Preheat oven (electric cooker: 200 °C/circulating air: 175 °C/gas: see manufacturer). Separate the eggs for the sponge cake. Beat the egg whites, 4 tablespoons of cold water and 1 pinch of salt until stiff with the whisks of the mixer, adding 100 g of sugar at the end.
Stir in the egg yolks one after the other. Mix flour, starch, cinnamon and baking powder, sieve onto the egg mixture and fold in. Spread on a baking tray lined with baking paper. Bake in a hot oven for 8-10 minutes.
Take the sponge out of the oven. Turn onto a tea towel sprinkled with sugar immediately. Carefully remove the paper. Roll up the short side of the sponge cake using the tea towel and let it cool down.
For the cream, soak gelatine in cold water.
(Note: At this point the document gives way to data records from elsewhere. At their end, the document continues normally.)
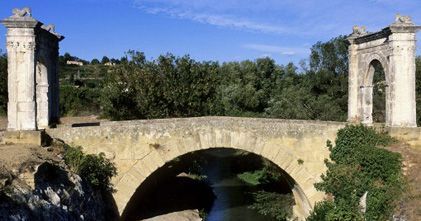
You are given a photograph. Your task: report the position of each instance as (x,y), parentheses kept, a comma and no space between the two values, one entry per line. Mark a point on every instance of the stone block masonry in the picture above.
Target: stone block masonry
(33,86)
(394,49)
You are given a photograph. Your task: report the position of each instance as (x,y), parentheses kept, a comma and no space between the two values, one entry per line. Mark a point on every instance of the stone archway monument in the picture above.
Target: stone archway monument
(33,84)
(394,49)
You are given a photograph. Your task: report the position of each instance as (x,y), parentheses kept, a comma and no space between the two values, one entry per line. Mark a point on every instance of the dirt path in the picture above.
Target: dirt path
(410,205)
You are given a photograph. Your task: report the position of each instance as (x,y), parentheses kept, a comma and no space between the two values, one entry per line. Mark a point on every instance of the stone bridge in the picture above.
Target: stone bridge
(141,147)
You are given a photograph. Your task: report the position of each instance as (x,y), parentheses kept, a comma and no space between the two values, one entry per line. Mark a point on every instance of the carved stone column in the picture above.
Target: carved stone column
(354,114)
(402,65)
(21,43)
(32,52)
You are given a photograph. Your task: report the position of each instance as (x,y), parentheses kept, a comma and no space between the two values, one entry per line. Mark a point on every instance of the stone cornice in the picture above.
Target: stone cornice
(25,22)
(373,36)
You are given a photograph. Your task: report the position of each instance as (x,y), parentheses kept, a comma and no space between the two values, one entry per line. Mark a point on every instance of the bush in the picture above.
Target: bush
(358,165)
(273,204)
(78,101)
(95,169)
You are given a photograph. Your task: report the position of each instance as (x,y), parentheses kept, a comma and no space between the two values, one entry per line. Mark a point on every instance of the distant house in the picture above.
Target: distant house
(78,63)
(109,64)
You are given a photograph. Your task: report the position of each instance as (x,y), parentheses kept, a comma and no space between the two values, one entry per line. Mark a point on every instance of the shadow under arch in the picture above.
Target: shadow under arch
(168,174)
(376,108)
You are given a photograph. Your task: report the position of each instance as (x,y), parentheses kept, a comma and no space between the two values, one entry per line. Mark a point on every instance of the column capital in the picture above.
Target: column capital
(21,18)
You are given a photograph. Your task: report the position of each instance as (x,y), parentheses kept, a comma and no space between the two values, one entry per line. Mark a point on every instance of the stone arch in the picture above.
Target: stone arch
(367,86)
(394,47)
(301,209)
(141,147)
(288,163)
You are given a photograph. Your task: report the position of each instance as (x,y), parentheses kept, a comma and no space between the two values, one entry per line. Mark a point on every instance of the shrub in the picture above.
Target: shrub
(358,165)
(273,204)
(95,169)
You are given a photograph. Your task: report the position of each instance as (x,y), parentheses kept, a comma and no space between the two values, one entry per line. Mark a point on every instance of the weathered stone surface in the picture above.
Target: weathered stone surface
(394,48)
(32,52)
(22,137)
(141,147)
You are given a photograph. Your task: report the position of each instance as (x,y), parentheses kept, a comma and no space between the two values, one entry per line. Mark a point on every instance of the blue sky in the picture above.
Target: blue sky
(221,30)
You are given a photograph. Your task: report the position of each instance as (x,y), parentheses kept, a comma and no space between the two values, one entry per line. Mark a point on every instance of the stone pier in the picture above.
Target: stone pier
(394,49)
(33,85)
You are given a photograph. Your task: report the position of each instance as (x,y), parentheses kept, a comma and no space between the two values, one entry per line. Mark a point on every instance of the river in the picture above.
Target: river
(232,195)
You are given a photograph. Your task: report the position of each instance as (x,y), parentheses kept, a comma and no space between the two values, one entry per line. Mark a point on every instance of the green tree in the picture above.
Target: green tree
(167,87)
(359,166)
(95,61)
(104,60)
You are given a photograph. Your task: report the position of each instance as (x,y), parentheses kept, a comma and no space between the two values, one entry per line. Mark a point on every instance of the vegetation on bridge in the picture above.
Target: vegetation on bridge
(359,165)
(170,86)
(95,169)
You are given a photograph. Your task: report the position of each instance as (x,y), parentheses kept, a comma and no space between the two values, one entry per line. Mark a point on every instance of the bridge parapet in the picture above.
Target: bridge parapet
(141,147)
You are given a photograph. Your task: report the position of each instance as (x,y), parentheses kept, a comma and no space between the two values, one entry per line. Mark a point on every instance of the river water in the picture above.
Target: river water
(232,195)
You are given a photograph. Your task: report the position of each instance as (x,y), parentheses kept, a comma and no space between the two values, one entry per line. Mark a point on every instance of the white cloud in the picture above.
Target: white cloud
(269,49)
(215,19)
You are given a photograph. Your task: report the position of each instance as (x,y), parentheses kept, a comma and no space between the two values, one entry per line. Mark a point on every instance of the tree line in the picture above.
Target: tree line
(173,86)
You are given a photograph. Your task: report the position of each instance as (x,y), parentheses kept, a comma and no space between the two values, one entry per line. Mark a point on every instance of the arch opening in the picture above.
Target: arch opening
(217,181)
(375,102)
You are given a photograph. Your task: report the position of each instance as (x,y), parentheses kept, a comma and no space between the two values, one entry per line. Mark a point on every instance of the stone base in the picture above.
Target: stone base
(24,137)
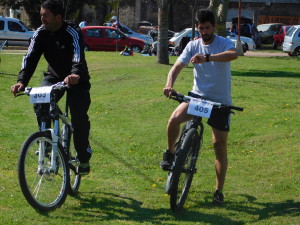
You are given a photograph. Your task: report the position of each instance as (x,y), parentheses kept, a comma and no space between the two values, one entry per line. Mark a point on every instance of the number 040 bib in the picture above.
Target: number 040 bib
(40,95)
(198,107)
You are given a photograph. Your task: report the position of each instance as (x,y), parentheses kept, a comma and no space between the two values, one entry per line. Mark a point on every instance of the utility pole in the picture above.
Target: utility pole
(238,44)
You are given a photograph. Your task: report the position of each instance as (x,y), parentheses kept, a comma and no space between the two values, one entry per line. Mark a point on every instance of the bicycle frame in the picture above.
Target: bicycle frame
(55,114)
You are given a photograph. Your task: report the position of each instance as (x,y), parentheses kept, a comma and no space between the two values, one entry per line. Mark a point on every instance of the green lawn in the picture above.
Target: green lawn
(129,115)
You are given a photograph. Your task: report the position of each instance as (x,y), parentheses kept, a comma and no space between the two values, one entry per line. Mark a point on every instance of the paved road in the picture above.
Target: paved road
(248,53)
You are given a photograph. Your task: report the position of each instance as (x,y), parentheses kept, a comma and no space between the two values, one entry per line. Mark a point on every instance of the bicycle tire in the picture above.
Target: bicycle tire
(183,170)
(43,190)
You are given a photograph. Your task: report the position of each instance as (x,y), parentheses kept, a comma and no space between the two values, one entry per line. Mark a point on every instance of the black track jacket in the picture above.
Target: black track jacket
(63,50)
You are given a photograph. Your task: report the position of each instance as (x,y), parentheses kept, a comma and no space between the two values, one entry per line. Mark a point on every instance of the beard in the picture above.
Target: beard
(207,37)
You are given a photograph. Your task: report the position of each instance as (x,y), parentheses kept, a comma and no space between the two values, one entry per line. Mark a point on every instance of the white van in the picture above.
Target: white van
(14,31)
(291,43)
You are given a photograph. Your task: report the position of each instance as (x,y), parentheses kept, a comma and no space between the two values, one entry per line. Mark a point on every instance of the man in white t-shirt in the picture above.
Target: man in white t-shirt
(211,56)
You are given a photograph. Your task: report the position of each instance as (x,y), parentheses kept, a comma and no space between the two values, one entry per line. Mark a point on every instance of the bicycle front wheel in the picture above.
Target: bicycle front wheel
(183,170)
(43,188)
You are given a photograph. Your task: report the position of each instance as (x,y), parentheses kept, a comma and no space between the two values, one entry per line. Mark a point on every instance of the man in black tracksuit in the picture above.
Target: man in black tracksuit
(62,45)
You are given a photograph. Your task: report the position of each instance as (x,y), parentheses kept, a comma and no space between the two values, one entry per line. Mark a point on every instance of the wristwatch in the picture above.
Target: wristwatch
(207,57)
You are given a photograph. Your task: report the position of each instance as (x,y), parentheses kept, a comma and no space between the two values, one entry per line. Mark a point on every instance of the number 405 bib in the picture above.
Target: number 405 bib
(198,107)
(40,94)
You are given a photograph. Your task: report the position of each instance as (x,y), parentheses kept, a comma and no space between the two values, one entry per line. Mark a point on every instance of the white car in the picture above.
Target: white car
(14,31)
(174,41)
(130,33)
(291,43)
(247,42)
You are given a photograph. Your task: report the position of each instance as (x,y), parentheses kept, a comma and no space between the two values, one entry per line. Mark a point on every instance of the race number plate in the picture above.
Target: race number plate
(40,95)
(198,107)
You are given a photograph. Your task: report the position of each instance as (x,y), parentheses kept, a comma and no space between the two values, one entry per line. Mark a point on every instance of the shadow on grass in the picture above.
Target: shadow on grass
(114,207)
(266,73)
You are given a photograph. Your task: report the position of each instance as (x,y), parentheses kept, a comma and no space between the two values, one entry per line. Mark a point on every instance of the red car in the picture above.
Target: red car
(102,38)
(278,37)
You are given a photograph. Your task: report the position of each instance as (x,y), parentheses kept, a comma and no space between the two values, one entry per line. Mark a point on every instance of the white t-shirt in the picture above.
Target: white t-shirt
(211,79)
Bring the milk to the boil, except for 5 tablespoons. Stir pudding powder, 25 g sugar and the rest of the milk until smooth. Stir into the hot milk, bring to the boil and simmer for about 1 minute while stirring.
Take it off the stove. Squeeze the gelatine. Dissolve in hot pudding while stirring. Put it in a cold place, stirring frequently.
Chop the chocolate, stir into the pudding. Whip cream until stiff and fold in. Peel and halve bananas and sprinkle with lemon juice. Unroll the sponge cake, spread the pudding cream on top. Place the bananas on the edge along a short side.
Roll up the sponge cake from the banana side using the tea towel. Chill for at least 2 hours. Dust with icing sugar and decorate with caramel spread. Cut diagonally into pieces.